The Band of Heathens

Top Hat Crown & The Clapmaster’s Son

by Bill Clifford

11 May 2011

 
cover art

The Band of Heathens

Top Hat Crown & The Clapmaster’s Son

(BOH Records)
US: 29 Mar 2011
UK: Available as import

The Band Of Heathens is a southern, roots rock group that proudly and unapologeticly wears its influences on its sleeve. Top Hat Crown & The Clapmaster’s Son, the Austin, Texas, band’s third studio CD, recalls the classic ‘70s Americana of the Band, the golden California folk harmony of the Eagles and the heavy but soulful boogie of the Black Crowes, all with a bottomless dose of New Orleans swagger.

“Medicine Man” is a hard rocking, dirty, bluesy opener, awash in a thick psychedelic haze of sludgy guitars and vocal harmonies, which makes no attempt to hide its narrative: “Might lose your house, might lose your home/But I’ll give you back more than you have known.Put you in the black, gonna shake your bones.Your healer, your dealer, your only one/I’m your medicine man/I’m your medicine man”.

Acoustic guitars, rollicking, barroom piano, a bluesy harmonica vamp, hand claps and tambourines bring a Cajun stomp feel to the fools rush in ballad, “Should Have Known”. There’s comfort found in a black book of memories on “Polaroid”, which has a folksy, southern California, sunshiny pop aura. A bellowing, multi-voiced choir, swirling Hammond organ and brass band ascents mark “The Other Broadway” as a rich, gospel hymn and jazz funeral to a beautiful soul taken much too early. It starts off mellow and slow, but builds and climaxes as a praise worthy and powerful ode. “Gravity” again finds the band mining the California folk of the Eagles with three part vocal harmonies and intertwined acoustic and electric guitars. 

That New Orleans styled swagger is back on the last three songs, however, tying the whole album together. “Free Again” is a contemptuous, yet sarcastic paean written in 2010 in the wake of Katrina. In a hymnal march with steady percussion, the songwriter looks down at the Gulf Coast people cynically, stating that individuals just got careless and lazy, living off the fat of the land for so long and for trying to turn a cheek like it was someone else’s problem to fix. The band then goes on with “Hurricane”, recorded originally by Levon Helm in 1980 while he was recording songs for the “Coal Miner’s Daughter” soundtrack, and released on his American Son album.
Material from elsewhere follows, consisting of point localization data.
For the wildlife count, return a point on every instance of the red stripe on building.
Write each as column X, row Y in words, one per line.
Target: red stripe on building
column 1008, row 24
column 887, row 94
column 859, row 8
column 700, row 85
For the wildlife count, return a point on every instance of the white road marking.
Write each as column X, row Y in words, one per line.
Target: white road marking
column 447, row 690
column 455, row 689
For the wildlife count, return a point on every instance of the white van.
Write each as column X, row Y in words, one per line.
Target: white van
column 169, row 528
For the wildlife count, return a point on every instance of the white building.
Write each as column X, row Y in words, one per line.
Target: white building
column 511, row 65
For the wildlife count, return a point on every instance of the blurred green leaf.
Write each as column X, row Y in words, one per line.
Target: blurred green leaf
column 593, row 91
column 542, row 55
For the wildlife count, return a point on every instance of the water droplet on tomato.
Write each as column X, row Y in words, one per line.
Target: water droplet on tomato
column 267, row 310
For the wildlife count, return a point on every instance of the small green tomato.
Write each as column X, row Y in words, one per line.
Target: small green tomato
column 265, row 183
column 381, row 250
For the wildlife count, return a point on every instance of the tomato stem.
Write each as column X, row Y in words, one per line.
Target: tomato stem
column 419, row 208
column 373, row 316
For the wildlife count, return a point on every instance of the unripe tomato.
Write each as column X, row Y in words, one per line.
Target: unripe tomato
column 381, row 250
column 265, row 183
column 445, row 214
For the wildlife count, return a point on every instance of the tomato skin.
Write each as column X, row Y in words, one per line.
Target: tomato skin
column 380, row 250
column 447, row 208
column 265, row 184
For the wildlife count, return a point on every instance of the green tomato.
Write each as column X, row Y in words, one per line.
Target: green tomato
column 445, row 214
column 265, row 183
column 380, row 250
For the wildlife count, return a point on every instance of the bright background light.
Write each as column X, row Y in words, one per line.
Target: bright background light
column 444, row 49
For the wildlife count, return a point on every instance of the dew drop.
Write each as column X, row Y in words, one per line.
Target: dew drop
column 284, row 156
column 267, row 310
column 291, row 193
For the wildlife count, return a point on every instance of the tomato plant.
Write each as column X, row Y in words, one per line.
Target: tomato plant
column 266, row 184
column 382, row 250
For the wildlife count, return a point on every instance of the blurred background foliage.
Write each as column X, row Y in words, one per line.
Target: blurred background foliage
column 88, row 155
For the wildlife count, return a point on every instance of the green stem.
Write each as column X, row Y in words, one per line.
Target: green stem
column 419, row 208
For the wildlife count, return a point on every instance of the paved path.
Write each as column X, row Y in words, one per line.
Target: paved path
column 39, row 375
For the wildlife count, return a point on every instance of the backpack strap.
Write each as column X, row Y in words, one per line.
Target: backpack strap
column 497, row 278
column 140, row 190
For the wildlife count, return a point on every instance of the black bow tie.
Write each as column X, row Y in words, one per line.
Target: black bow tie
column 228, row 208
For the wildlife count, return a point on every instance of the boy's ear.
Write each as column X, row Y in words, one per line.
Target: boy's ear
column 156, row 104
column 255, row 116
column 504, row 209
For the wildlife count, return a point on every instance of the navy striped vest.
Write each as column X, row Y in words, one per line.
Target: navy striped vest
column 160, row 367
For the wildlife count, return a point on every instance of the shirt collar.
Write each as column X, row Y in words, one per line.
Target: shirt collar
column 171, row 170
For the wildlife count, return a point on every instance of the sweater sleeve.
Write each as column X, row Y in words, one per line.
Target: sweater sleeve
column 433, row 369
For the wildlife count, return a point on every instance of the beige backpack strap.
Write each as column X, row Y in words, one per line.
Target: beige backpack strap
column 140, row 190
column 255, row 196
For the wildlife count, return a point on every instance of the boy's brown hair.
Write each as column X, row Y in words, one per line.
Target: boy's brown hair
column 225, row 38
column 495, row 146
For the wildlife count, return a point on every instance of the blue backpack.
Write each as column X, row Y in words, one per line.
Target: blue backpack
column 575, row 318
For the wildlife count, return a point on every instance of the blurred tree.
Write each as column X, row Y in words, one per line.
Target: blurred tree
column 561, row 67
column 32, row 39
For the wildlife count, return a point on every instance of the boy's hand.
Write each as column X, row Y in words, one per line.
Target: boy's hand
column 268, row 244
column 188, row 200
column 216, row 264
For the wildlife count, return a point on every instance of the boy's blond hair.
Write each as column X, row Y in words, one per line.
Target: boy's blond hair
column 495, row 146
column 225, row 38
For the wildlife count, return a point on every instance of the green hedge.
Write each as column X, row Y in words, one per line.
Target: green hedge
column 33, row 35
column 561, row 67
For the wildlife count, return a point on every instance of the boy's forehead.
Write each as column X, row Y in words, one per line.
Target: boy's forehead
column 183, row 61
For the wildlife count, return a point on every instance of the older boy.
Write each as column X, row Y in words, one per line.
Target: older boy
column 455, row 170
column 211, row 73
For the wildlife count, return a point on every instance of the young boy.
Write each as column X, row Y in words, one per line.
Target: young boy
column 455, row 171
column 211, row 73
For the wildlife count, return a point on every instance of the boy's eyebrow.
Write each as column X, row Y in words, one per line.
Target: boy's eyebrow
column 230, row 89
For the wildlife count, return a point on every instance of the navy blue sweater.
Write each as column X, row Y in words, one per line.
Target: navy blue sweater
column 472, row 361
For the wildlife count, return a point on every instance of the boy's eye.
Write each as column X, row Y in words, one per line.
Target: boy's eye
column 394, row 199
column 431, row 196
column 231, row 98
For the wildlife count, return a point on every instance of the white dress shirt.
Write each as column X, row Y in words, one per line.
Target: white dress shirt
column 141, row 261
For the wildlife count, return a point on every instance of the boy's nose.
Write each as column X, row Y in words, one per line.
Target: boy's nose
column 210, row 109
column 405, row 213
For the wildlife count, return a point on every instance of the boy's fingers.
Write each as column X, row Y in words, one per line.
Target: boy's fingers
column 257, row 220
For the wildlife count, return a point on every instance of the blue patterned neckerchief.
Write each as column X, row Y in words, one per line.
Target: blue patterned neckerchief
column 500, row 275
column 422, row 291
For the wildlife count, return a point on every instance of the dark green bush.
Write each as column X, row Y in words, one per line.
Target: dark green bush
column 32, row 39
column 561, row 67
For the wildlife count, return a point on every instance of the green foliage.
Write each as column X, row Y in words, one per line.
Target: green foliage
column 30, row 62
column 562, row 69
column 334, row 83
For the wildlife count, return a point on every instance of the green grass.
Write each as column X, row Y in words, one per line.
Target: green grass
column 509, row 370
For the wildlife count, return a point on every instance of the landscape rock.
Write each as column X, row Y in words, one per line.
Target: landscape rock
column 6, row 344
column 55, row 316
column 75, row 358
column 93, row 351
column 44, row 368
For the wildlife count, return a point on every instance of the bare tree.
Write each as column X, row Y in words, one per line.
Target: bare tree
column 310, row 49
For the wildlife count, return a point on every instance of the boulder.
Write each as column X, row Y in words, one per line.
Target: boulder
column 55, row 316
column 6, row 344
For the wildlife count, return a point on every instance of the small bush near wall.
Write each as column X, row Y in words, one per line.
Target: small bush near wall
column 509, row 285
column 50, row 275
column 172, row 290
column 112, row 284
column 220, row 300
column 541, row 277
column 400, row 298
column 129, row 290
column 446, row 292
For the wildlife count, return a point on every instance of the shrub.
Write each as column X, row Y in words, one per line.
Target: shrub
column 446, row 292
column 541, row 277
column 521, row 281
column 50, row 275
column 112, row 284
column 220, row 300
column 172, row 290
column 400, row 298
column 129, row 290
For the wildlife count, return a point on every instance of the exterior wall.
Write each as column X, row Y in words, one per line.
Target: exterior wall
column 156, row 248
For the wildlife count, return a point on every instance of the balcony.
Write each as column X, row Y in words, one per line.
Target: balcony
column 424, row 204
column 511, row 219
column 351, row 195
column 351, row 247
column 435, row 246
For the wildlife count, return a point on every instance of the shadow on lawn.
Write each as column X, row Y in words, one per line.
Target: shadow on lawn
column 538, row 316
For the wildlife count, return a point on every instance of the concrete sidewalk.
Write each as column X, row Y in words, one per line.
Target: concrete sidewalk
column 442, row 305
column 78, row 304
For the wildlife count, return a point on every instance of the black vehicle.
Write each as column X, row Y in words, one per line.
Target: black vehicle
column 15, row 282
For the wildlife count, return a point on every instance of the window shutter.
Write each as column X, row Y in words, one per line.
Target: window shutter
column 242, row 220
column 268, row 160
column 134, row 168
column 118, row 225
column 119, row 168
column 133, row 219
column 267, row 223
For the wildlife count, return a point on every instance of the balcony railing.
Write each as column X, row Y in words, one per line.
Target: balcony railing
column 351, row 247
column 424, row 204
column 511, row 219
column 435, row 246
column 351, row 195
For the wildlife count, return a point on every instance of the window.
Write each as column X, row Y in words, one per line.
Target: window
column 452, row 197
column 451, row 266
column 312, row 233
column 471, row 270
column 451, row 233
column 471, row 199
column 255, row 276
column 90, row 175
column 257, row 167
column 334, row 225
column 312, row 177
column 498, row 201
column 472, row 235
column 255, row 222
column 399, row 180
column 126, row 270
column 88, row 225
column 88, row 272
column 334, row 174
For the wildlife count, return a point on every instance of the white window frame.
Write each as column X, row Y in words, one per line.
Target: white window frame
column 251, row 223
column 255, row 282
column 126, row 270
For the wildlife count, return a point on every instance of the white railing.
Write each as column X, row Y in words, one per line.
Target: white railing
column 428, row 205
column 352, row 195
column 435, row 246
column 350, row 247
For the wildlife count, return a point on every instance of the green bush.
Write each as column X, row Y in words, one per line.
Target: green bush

The Band Of Heathens pay reverence to Helm and New Orleans with the same slow, bluesy cadence along with a drawl and a weeping, slide guitar. It’s an eerie and anticipatory tale that tells of a grizzled gulf coast salt—sung in three part harmony here—who’s lived his lifetime on the coast and seen storms come and go every year, yet still New Orleans remains: “I was born in the rain on the Pontchartrain/Underneath the Louisiana Moon/I don’t mind the strain of a hurricane/They come around every June/High black water, a devil’s daughter/She’s hard, she’s cold, and she’s mean/But nobody taught her it takes a lot of water/To wash away New Orleans”.

Yet the album’s closer, a bone chilling, goose bump inducing love letter to the people—their various, respected religions, including black magic—of New Orleans, paints a picture of the utmost respect. It’s a lovely, acoustic guitar and piano based ode that you’ll find yourself aching to hear sung and played late at night in a tiny barroom with all amplification turned off, or even sitting silently around a campfire in hushed awe.

With Top Hat Crown & The Clapmaster’s Son, The Band of Heathens pay tribute one of America’s finest cities and its rich musical heritage, as well as to the classic rock of yore.